Russell Sage Foundation - Funding Opportunities Announced
Funding Opportunity: The Social, Economic, and Political Effects of the Affordable Care Act
The Affordable Care Act (ACA) of 2010 represents the most significant reform of the U.S. health care system in decades. It was enacted with the goals of increasing access to health insurance, enhancing the quality of care and moderating the growth in costs. The new law is likely to have far reaching effects, beyond the way health insurance markets operate and beyond its impact on population health outcomes. It is those other effects of the ACA that we seek to understand.
This Russell Sage Foundation initiative will support innovative social science research on the social, economic and political effects of the Affordable Care Act. We are especially interested in funding analyses that address important questions about the effects of the reform on outcomes such as financial security and family economic well-being, labor supply and demand, participation in other public programs, family and children’s outcomes, and differential effects by age, race, ethnicity, nativity, or disability status. We are also interested in research that examines the political effects of the implementation of the new law, including changes in views about government, support for future government policy changes, or the impact on policy development outside of health care. Funding is available for secondary analysis of data or for original data collection. We welcome projects that propose novel uses of existing data, as well as projects that propose to analyze newly available or underutilized data. We will not fund research on the effects of the ACA on health care delivery or health outcomes (e.g., barriers to implementation, changes in the quality of care and health status, or trends in enrollment and affordability); other funders already do that.
Call for Proposals: Immigration and Immigrant Integration
The Russell Sage Foundation/Carnegie Corporation Initiative on Immigration and Immigrant Integration seeks to support innovative research on the effects of race, citizenship, legal status and politics, political culture and public policy on outcomes for immigrants and for the native-born of different racial and ethnic groups and generations. This initiative falls under RSF’s Race, Ethnicity, and Immigration Program and represents a special area of interest within the core program, which continues to encourage proposals on a broader set of issues.
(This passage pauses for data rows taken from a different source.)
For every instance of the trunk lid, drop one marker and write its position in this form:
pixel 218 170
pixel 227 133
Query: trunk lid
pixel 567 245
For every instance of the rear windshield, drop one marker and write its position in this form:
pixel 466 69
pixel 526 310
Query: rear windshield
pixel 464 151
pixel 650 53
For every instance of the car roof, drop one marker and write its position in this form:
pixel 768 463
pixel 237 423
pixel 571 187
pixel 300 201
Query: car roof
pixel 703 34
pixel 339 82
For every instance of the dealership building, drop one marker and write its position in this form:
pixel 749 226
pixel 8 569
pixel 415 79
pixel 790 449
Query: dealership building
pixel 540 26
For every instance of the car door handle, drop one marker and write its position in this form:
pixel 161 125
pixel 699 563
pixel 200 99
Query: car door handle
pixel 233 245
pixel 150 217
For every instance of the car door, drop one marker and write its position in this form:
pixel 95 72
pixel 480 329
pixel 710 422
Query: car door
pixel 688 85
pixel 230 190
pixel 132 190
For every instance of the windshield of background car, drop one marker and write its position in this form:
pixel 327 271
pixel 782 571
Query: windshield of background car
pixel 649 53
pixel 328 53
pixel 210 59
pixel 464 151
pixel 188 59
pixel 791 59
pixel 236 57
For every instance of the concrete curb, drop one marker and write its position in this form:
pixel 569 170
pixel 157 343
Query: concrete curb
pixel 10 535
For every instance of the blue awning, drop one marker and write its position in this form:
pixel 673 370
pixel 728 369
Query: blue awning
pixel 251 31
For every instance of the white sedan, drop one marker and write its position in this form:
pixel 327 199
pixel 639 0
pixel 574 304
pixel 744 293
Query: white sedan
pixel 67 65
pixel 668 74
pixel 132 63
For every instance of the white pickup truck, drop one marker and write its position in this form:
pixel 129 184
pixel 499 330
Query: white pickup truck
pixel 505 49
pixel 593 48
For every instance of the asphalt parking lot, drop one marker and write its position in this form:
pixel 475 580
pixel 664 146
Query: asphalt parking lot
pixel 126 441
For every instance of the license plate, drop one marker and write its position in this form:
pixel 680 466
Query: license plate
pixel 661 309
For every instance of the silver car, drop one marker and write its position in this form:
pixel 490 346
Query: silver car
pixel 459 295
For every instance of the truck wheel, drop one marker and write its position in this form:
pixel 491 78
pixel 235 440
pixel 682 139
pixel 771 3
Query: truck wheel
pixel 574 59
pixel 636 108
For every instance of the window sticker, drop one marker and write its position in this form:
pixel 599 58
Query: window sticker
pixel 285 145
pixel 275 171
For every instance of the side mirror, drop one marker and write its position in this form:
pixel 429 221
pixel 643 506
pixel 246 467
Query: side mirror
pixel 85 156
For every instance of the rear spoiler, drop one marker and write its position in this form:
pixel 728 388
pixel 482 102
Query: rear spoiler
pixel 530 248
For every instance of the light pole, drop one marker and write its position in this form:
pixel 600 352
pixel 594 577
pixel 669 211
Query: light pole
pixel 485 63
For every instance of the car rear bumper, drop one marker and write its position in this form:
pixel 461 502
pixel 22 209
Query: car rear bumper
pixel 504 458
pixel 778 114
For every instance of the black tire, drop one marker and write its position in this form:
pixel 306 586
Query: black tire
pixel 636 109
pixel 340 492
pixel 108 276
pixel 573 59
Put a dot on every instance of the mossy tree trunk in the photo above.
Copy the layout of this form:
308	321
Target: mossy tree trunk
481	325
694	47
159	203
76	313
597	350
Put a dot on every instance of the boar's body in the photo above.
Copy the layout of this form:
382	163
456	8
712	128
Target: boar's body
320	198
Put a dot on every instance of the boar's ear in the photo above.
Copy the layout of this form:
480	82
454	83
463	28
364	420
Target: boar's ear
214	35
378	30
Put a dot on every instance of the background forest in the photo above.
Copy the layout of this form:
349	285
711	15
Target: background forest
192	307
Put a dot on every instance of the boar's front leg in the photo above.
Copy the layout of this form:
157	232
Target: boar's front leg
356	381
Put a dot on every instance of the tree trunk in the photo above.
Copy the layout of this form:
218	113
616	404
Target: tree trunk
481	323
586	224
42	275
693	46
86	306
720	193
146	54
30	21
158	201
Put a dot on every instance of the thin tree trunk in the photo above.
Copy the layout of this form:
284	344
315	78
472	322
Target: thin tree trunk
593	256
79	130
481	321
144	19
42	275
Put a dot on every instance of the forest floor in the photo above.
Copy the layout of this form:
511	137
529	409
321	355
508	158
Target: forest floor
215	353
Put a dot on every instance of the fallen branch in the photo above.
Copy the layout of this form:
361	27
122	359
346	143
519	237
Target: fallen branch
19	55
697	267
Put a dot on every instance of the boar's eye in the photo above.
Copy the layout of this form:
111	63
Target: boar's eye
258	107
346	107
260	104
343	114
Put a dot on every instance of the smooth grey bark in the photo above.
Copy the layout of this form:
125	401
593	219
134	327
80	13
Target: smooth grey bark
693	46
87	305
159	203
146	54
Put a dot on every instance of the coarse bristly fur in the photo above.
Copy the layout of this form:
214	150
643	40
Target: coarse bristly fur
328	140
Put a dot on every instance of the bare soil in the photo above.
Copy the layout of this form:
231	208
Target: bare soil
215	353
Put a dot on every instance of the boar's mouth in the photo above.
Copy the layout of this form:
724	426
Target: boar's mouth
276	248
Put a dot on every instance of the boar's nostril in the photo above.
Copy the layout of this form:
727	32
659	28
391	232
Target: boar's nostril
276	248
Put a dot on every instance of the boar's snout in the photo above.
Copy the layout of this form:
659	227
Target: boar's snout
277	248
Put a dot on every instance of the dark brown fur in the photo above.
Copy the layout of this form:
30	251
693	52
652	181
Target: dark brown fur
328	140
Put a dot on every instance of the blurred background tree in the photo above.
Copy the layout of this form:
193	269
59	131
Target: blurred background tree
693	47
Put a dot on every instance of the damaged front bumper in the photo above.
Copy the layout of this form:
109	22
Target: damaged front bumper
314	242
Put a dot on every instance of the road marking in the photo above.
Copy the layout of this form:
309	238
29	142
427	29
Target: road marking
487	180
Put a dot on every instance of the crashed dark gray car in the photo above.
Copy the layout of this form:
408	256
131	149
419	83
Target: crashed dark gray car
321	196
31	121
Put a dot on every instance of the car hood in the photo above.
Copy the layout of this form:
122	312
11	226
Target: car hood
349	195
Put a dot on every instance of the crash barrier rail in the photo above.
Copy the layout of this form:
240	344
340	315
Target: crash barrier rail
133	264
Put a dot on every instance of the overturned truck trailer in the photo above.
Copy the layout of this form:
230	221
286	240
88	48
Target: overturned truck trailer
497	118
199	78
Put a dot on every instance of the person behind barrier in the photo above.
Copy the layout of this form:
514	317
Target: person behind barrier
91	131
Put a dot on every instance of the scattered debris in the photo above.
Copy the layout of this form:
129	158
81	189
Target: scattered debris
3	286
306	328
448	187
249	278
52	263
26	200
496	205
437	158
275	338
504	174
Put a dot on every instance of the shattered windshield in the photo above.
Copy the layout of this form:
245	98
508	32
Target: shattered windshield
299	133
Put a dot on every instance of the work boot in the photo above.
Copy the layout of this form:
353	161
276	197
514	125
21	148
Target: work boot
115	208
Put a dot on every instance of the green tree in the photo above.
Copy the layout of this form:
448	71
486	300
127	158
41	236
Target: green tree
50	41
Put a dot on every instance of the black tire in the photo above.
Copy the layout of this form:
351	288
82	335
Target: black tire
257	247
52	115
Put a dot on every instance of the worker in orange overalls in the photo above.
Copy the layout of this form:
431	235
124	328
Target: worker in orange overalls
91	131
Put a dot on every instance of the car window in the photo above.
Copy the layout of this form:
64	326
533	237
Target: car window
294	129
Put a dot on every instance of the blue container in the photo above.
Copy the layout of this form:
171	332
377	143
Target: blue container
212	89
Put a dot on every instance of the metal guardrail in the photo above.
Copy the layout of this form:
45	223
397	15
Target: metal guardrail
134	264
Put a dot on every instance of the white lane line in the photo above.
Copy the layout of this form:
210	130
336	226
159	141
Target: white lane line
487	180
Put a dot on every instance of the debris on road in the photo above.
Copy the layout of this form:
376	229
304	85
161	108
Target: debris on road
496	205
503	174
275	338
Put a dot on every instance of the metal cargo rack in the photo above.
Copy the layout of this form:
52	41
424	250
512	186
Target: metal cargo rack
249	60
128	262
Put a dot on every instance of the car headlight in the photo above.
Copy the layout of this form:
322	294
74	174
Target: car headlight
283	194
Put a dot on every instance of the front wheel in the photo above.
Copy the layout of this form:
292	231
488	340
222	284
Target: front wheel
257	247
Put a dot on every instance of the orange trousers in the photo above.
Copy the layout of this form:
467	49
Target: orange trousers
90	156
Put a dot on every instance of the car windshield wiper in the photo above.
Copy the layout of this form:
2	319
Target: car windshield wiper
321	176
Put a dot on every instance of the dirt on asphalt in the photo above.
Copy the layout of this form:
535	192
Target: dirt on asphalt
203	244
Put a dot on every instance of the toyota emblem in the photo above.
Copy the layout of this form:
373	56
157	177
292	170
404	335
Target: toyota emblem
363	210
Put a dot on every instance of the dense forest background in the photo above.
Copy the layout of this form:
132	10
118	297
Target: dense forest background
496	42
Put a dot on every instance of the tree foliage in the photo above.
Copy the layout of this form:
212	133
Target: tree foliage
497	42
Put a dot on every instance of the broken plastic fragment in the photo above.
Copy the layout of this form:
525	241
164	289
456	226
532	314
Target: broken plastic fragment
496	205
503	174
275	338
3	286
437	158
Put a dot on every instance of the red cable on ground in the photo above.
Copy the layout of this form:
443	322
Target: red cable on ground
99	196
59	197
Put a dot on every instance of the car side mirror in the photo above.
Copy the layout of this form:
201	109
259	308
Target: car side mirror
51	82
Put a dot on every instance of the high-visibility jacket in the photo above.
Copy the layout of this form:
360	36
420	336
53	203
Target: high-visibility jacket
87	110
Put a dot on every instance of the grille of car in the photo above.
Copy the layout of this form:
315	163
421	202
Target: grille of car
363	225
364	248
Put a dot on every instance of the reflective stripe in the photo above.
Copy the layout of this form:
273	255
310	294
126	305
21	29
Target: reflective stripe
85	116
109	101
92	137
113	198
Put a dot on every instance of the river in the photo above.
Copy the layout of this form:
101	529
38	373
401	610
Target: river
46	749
We are especially interested in novel uses of under-utilized data and the development of new methods for analyzing these data. Proposals to conduct laboratory or field experiments, in-depth qualitative interviews, and ethnographies are also encouraged. Smaller projects might include exploratory fieldwork, a pilot study, or the analysis of existing data. RSF encourages methodological variety and inter-disciplinary collaboration. Proposals for comparative, cross-national work will be considered only if they have strong implications for U.S.-centered issues.